A few days ago I saw this post on Hacker News, Ziplm: Gzip-Backed Language Model. It described ziplm, a simple language model built using lossless compression. The Hacker news article led me to this paper, “Low-Resource” Text Classification: A Parameter-Free Classification Method with Compressors by Jiang et al. This paper describes a text classification model based on compression methods such as gzip. The authors claim that the results are competitive with non-pretrained deep learning methods on some datasets. It even outperforms BERT in tests.
The most interesting feature of the paper is that it contains Python code implementing the method in fourteen lines of code. When compared to the code of a deep learning language model like BERT, that is some impressive compression.

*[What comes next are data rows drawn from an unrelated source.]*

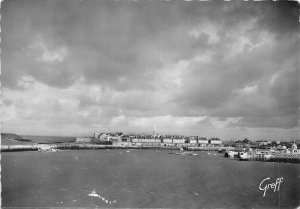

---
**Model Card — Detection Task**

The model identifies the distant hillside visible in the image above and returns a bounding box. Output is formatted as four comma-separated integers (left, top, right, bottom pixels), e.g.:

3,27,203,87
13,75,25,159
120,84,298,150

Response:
1,133,23,141
1,133,36,145
21,135,76,143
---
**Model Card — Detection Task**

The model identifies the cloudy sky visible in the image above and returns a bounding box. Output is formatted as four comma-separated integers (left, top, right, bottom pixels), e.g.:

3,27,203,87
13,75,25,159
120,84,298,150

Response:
2,0,299,140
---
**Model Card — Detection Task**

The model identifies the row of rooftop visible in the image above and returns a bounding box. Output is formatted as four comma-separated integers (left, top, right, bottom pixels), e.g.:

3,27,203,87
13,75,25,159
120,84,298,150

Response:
75,132,223,145
94,132,221,140
225,138,299,150
75,132,299,149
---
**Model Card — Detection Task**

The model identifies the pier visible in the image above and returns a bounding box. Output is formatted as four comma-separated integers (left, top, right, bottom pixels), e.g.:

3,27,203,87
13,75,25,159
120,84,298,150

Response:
1,145,39,152
1,143,182,152
223,149,300,164
247,153,300,164
186,146,229,151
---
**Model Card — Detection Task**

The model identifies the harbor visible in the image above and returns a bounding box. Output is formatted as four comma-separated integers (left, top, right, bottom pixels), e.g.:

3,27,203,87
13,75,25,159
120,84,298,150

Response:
2,132,299,163
2,143,299,164
1,132,299,208
2,1,299,208
222,147,300,164
2,148,299,208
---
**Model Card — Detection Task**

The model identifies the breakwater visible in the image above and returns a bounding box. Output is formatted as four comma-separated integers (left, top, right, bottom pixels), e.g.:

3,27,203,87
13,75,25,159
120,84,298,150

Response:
186,146,229,151
1,145,39,152
251,153,300,164
266,156,300,164
1,143,182,152
229,151,300,164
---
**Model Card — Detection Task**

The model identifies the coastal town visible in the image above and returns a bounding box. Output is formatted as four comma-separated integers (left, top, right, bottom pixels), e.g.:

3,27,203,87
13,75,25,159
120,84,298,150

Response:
76,132,223,147
76,131,300,163
77,132,298,150
2,131,300,163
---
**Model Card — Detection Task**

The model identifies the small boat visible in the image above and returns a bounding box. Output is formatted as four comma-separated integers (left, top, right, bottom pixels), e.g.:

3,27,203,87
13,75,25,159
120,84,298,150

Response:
192,153,199,156
239,152,249,161
88,191,99,197
227,150,238,158
38,146,57,152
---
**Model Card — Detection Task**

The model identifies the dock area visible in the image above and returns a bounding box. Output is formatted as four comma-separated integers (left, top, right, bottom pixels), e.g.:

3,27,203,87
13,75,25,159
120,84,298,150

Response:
224,149,300,164
248,152,300,163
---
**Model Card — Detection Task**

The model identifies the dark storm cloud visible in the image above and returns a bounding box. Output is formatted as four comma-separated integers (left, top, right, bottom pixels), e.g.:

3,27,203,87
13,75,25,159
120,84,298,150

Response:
270,65,299,112
3,0,297,89
227,114,298,129
2,0,201,89
197,117,214,129
173,33,298,110
2,0,299,133
3,99,13,106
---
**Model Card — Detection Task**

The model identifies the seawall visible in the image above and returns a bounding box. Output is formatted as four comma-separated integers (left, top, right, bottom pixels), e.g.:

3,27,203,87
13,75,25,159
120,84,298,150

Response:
245,153,300,164
186,146,229,151
1,143,184,152
1,145,39,152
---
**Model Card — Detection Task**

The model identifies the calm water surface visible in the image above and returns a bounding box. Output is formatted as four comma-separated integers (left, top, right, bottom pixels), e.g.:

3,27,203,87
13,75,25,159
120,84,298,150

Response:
2,150,299,208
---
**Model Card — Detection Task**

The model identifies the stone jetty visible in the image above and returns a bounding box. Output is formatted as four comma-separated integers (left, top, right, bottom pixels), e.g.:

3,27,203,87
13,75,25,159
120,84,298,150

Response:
1,143,181,152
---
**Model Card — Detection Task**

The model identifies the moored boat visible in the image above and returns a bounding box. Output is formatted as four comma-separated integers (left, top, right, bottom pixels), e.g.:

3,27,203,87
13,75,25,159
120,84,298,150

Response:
239,152,249,161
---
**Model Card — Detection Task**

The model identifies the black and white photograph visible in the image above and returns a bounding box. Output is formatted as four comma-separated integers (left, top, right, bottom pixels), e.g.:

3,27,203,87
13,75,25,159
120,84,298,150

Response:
1,0,299,208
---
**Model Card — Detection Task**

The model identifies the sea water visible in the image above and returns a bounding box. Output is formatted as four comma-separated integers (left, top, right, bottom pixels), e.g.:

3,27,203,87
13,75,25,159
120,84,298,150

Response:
2,150,299,208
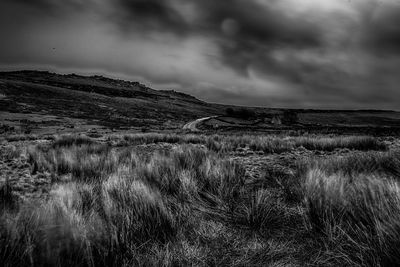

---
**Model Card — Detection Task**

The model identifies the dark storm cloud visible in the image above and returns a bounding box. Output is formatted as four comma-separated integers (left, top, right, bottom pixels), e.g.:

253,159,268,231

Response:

Using a lossless compression method like gzip as a language model makes sense. Lossless compression implements a simple form of "understanding" of the text. It tries to reference the position of a character or string of characters from their last occurrence, and define how many of these characters can be repeated. It replaces the character pattern by the pattern and a count of the occurrences.
The idea behind using compression for text classification is that text from similar classes show similar patterns. Since lossless compression methods capture regular patters in the text, text from similar classes should compress in a similar way.
More specifically, if C() represents the compressed size of some text. $C(xy) - C(x)$ represents how many more bytes to we need to encode the text y based on the information in x. xy is the concatenation of x and y.
To implement a text classifier, we use a simplified version of information distance, using C(x) to approximate the Kolmogorov complexity of x. The approximation, called the normalized compression distance (NCD) is defined
\[NCD(x,y) = \frac{{C(xy) - \min (C(x),C(y))}}{{\max (C(x),C(y))}}\].
See the Jiang paper for a derivation.
Given, the NCD, the paper displays Python code to implement a simple classifier.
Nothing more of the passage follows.